Meizon Ensemble, Megaron Mousikis, Foto: Sandra Grohmann
Meizon Ensemble
Agathangelos Georgakatos, Dirigent
Megaron Mousikis, Athen, 19. November 2022
von Sandra Grohmann
Zugegeben, in einem Memory-Spiel würde kaum jemand die Karten „Athen im November“ und „Klassische Musik“ als zusammengehörig erkennen. Athener Sommer und Freiluft-Festival: im Odeon des Herodes Atticus, im Theater in Epidaurus. Davon hat der eine oder die andere wohl schon gehört. Aber das Gebäude der Athener Oper und Konzerthallen, das „Megaron Mousikis“ sagt wohl den wenigstens Fremden etwas. Es war dann auch eher ein Zufallsfund, zu dem ich meine skeptische Begleitung überredete: Die Ankündigung eines a-capella-Männerchors klang einfach zu verlockend. Und den Verlockungen des Lebens soll man bekanntlich auf keinen Fall widerstehen. Auch dieses Mal hätten wir etwas verpasst.
Es fängt schon mit dem Publikum an. Athen im November, das heißt auch: nur wenige Touristen im Saal. Alles spricht Griechisch. Und wie Gottfried Pilz, der an diesem Haus vor Jahren einige schöne Inszenierungen verantwortet hat, einmal sagte: In Athen sieht man ja schon an jeder Supermarktkasse eine Hera oder einen Hephaistos sitzen. Für alle, die grad Kreide holen waren, als in der Schule die Götter Griechenlands dran waren: Hera ist die (zu Recht) ewig eifersüchtige Gattin des Zeus und Hüterin der Ehe; Hephaistos ist der von seiner Frau Aphrodite (römisch: Venus) mit dem Kriegsgott Ares (römisch: Mars) betrogene Gott der Schmiedekunst. Alles klar? Jedenfalls, solche Typen sieht man hier allenthalben.

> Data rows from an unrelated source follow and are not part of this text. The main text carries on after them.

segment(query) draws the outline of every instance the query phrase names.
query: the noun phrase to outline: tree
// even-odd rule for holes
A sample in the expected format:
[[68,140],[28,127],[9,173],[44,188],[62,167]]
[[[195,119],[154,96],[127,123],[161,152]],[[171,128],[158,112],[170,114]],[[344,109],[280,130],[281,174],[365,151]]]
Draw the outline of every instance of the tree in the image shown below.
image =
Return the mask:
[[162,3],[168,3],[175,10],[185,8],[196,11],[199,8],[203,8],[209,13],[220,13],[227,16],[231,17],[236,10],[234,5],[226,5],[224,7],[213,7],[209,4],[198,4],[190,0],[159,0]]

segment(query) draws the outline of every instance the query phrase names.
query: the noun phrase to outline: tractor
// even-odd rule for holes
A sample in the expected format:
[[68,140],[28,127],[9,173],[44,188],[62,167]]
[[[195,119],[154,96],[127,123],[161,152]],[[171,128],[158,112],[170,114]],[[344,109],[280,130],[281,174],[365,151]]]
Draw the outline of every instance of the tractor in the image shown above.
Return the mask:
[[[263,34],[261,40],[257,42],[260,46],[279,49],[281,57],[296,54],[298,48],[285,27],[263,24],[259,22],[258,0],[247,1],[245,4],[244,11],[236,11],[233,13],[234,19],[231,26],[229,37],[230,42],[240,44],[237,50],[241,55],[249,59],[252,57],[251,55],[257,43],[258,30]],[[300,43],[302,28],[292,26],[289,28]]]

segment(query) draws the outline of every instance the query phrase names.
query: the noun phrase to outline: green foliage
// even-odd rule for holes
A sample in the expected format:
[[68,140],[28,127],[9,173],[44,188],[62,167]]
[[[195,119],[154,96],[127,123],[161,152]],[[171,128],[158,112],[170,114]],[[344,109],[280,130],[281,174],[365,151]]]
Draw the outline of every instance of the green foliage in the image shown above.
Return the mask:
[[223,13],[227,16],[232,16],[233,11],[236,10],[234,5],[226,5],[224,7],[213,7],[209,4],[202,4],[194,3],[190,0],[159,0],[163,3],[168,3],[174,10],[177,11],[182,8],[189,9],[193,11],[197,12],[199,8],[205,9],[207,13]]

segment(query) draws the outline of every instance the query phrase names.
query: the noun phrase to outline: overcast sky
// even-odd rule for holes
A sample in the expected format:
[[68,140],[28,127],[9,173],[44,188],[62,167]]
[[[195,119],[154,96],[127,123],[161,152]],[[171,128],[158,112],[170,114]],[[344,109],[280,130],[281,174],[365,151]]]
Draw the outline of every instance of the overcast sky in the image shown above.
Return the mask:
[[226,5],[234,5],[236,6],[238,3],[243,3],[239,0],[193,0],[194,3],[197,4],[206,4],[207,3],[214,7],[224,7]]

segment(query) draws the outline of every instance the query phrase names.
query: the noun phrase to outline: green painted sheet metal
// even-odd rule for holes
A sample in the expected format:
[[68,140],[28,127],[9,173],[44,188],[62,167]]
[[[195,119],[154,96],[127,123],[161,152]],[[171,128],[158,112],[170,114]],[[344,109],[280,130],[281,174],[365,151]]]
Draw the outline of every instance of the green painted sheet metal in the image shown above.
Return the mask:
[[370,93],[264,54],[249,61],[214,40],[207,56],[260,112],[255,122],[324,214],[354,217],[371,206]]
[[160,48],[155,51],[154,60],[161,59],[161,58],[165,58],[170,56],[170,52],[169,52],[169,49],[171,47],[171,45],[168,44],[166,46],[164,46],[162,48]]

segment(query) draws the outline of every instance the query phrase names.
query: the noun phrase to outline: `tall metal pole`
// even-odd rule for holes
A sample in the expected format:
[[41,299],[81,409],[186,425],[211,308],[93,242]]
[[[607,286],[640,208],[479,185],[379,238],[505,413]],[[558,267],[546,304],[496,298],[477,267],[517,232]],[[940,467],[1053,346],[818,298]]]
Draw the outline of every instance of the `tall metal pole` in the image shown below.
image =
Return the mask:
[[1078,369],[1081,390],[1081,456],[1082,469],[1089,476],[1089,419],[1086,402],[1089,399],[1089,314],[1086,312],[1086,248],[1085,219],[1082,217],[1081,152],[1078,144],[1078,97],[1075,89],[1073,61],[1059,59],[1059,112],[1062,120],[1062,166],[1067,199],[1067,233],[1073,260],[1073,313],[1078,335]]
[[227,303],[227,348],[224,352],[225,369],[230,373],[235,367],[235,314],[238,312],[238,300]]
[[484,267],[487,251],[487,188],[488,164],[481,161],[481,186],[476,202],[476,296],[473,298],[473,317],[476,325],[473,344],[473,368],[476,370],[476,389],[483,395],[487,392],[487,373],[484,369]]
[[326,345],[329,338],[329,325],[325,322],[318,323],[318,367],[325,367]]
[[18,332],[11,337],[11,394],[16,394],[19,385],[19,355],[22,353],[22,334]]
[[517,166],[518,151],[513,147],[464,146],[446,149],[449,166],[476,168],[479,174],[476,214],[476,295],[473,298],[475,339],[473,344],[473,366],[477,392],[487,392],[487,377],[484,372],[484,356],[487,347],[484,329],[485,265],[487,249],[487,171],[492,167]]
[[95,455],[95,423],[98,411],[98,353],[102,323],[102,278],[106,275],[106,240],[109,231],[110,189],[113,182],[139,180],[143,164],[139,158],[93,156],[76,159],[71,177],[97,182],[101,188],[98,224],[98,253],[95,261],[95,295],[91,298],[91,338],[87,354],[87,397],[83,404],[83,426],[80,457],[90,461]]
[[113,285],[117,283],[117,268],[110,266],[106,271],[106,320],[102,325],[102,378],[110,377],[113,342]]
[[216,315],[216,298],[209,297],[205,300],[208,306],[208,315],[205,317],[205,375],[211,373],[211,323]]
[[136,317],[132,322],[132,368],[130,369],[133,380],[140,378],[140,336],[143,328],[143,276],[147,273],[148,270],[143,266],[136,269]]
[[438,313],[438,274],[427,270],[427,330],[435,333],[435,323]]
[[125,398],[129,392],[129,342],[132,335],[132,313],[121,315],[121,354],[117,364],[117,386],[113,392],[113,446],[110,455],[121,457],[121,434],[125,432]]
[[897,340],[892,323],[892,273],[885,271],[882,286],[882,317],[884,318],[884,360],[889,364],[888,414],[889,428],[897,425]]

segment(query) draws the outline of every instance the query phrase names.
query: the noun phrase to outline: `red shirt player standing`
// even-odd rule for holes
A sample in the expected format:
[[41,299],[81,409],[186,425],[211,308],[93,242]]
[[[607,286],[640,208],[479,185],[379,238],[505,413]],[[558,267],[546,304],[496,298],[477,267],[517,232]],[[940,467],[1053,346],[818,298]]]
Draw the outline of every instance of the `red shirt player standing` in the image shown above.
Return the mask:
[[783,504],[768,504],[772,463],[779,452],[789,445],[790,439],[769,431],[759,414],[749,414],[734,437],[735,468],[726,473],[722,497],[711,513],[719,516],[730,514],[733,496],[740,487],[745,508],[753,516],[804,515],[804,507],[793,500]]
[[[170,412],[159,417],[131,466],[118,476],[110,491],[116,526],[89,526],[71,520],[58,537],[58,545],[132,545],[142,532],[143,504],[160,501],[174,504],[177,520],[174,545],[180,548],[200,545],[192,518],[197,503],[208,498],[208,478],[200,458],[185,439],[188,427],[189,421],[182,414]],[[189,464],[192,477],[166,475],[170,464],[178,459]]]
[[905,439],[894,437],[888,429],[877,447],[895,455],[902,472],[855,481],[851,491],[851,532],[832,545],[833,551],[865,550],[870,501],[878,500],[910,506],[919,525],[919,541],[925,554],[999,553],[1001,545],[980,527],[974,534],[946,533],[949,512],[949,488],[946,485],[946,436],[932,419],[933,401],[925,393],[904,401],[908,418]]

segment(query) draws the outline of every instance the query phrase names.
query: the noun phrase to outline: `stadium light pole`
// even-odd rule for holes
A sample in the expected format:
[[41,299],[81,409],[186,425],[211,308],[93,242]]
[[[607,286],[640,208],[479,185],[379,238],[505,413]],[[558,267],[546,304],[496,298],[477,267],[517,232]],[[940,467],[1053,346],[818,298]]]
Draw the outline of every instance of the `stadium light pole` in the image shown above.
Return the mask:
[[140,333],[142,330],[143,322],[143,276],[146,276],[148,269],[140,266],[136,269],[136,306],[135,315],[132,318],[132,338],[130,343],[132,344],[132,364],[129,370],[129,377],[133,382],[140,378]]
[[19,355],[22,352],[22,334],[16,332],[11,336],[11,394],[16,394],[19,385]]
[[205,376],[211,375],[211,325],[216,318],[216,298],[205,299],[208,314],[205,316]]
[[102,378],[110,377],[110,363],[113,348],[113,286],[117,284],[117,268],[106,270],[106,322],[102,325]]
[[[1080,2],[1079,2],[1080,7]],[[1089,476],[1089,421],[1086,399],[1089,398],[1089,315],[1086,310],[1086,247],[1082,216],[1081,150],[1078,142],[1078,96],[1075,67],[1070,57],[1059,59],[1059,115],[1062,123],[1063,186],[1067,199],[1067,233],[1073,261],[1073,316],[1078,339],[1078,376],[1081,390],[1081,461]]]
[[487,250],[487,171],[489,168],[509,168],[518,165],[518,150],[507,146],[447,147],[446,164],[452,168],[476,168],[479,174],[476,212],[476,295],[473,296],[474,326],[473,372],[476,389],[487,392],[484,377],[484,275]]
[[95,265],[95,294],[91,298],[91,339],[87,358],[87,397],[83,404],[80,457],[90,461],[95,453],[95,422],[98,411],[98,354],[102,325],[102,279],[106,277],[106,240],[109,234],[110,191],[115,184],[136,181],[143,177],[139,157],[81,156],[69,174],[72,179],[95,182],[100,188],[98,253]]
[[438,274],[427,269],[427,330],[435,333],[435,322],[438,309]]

So ein griechischer Konzertsaal ist also randvoll mit Leuten, die unmittelbar aus der Antike entsprungen sein könnten. Wir sehen auch den schönen Apoll – er ist der für die Künste zuständige Gott und praktisch dienstlich hier – sowie sämtliche Musen im Publikum. Und schließlich einundzwanzig plus einen auf ganz unterschiedliche Weise stattliche Helden auf der Bühne. Sie singen vor der Pause Gott zu Ehren (allerdings dem christlichen, der von Jerusalem über Griechenland in die Welt kam) und danach Weltliches.
Gemeinsam bilden sie seit 2018 das Meizon Ensemble. Das spricht sich, wenn man dem Platzanweiser glauben darf, „Miesón“ und macht Vergnügen. Wenn das Wort „musikantisch“ nicht so negativ besetzt wäre, dann wäre es hier sehr angemessen, weil es sich nicht um einen langweiligen Männergesangsverein dreht, sondern hörbar um Streiter in Sachen Musik. Helden eben, bloß Gottseidank nicht mit Schwert und Schild. Idioten gibt es anderswo schon mehr als reichlich. Diese hier sind das Gegenteil.
Auf ihrer Reise durch die Zeiten und durch Europa, von Adrian Willaert bis Arvo Pärt, von Franz Schubert bis Yannis Konstantinidis (hatte ich zuvor auch noch nie gehört), reißen uns diese Männer mit. Mein Begleiter gibt seinen Widerstand gegen den Konzertbesuch spätestens unter dem Einfluss von Rachmaninoff auf, das ist Punkt drei auf dem Programm. Auch Arvo Pärt mit seinen überbindenden monotonen, tragenden Stimmen hätten wir noch einige Zeit länger lauschen können. Die Bässe sind immer wieder hinreißend, wie sie Seelensaiten im Saal mitschwingen lassen.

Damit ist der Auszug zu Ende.